The Ethics of Credentialing Clinical Ethics Consultants

Dr.Joseph J. Fins

For a group of researchers from Weill Cornell Medical College and NewYork-Presbyterian Hospital, there's nothing more ethical than formalizing credentialing standards for ethicists who advise patients, families and clinicians on difficult cases.

For that reason, these researchers have devised and implemented a process at NewYork-Presbyterian Hospital they hope will forge a national paradigm for credentialing clinical ethics consultants who often counsel on issues of life and death.

In a peer-reviewed paper published in the summer issue of the Journal of Clinical Ethics, senior author Joseph J. Fins, chief of the Division of Medical Ethics and The E. William Davis Jr., MD, Professor of Medical Ethics at Weill Cornell Medical College, and lead author and registered nurse Cathleen A. Acres, administrative director of the Division of Medical Ethics and lecturer in public health at Weill Cornell Medical College, analyze the two decades-long effort to establish credentialing or training certification guidelines for clinical ethics consultants — many of whom come from diverse career fields and have varying training and consultative experiences. Acres stressed the importance of their interdisciplinary approach, which, she said, "is a hallmark of bioethics itself."

The two Weill Cornell faculty, as well as Dr. Kenneth Prager, director of medical ethics at NewYork-Presbyterian Hospital/Columbia University Medical Center, and Dr. George Hardart, director of pediatric clinical bioethics for the Center for Bioethics at Columbia University and former chair of the ethics committee at NewYork-Presbyterian/Morgan Stanley Children's Hospital, outline the credentialing model established recently for NewYork-Presbyterian Hospital as one that can be adapted for institutions nationwide.

Clinical ethics consultants can be physicians, nurses, social workers, philosophers, lawyers, chaplains or administrators who, with their distinct perspectives, approach ethics cases slightly differently.

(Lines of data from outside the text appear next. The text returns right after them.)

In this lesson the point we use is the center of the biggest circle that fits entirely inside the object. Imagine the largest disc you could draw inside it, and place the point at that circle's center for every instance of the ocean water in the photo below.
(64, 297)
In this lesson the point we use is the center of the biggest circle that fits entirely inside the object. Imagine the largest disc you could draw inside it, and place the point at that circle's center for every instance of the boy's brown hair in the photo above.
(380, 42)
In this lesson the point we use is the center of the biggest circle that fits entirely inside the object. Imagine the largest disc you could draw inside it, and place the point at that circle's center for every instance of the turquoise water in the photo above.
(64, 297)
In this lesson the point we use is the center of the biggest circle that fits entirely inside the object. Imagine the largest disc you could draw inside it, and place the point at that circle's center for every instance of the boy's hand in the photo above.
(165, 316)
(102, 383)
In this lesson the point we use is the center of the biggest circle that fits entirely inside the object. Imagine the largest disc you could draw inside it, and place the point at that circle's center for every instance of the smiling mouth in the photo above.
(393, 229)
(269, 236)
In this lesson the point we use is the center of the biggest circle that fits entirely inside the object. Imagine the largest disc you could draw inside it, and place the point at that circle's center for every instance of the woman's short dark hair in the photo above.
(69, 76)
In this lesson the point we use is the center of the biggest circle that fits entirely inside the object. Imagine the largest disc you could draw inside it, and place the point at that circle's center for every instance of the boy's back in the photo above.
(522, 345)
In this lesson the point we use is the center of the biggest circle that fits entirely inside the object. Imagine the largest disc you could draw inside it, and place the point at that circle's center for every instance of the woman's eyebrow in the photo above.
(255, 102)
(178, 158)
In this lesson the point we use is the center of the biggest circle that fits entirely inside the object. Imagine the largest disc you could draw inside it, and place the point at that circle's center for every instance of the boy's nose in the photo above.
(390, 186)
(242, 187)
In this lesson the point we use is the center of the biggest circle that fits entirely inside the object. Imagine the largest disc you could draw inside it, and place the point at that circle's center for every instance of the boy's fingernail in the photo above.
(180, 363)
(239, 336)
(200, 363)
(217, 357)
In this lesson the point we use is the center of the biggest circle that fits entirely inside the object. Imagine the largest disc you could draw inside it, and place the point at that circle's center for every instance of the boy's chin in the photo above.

While this diversity is intrinsically valuable in the practice of ethics, a 2007 survey of some 500 hospitals nationwide underscored the need for hiring standards.

Cathleen A. Acres

Cathleen A. Acres, administrative director of the Division of Medical Ethics and lecturer in public health at Weill Cornell Medical College

According to a survey from the Veterans Health Administration National Center for Ethics in Health Care, only 5 percent of the ethics consultants hired by these hospitals had completed a fellowship or degree program in medical ethics. The survey also states that 41 percent had been trained by direct supervision of an experienced ethics consultant while 45 percent had unsupervised, independent training.

"There are variants in clinical ethics practice and we need to set standards for the work while also being interdisciplinary in the approach," said Dr. Fins, also a professor of medicine, professor of public health and professor of medicine in psychiatry at Weill Cornell Medical College and director of medical ethics at NewYork-Presbyterian/Weill Cornell Medical Center. "This level of variance would be unacceptable in other disciplines. These are people who are helping with life and death decisions, and it's remarkable to me that the standards have not become more stringent."

The Weill Cornell and NewYork-Presbyterian team proposed a tiered system for clinical ethics consultants at the assistant, associate, senior and director levels, specifying requisite academic and clinical training at each level.

"When evaluating an ethicist, we kind of know it when we see it, but we had no criteria" said Dr. Michael Stewart, vice dean, senior associate dean for clinical affairs and chair of the Department of Otolaryngology, who serves as co-chairman of the Medical Board's Credentials Committee. "Many have become quite expert based upon their experiences, but their training was informal. What we did was try to create some real criteria, based on experience, training, background and number of consults done, so that if you were then credentialed as an ethicist, it meant that you met a certain minimum standard."

This credentialing process, which was approved in 2010 by the NewYork-Presbyterian Hospital Medical Board, has already been utilized to hire an ethics consultant.

The research team has received positive feedback on the credentialing process from colleagues in the field who echo the call for its implementation in clinical settings nationwide. In an accompanying editorial in the Journal of Clinical Ethics, Dr. David Schiedermayer and Dr. John La Puma credit the team for its "thoughtful and measured" credentialing process while urging the rest of the field to embark on a similar process within their institutions.

The changing tide over credentialing ethics consultants reflects the maturation of the field, Dr. Fins said.

"We can have credentials and still have an interdisciplinary focus. You need not simply be a doctor to be credentialed; a philosopher, nurse and chaplain all have the potential to be credentialed," he said. "This is a local model we hope will have national implications."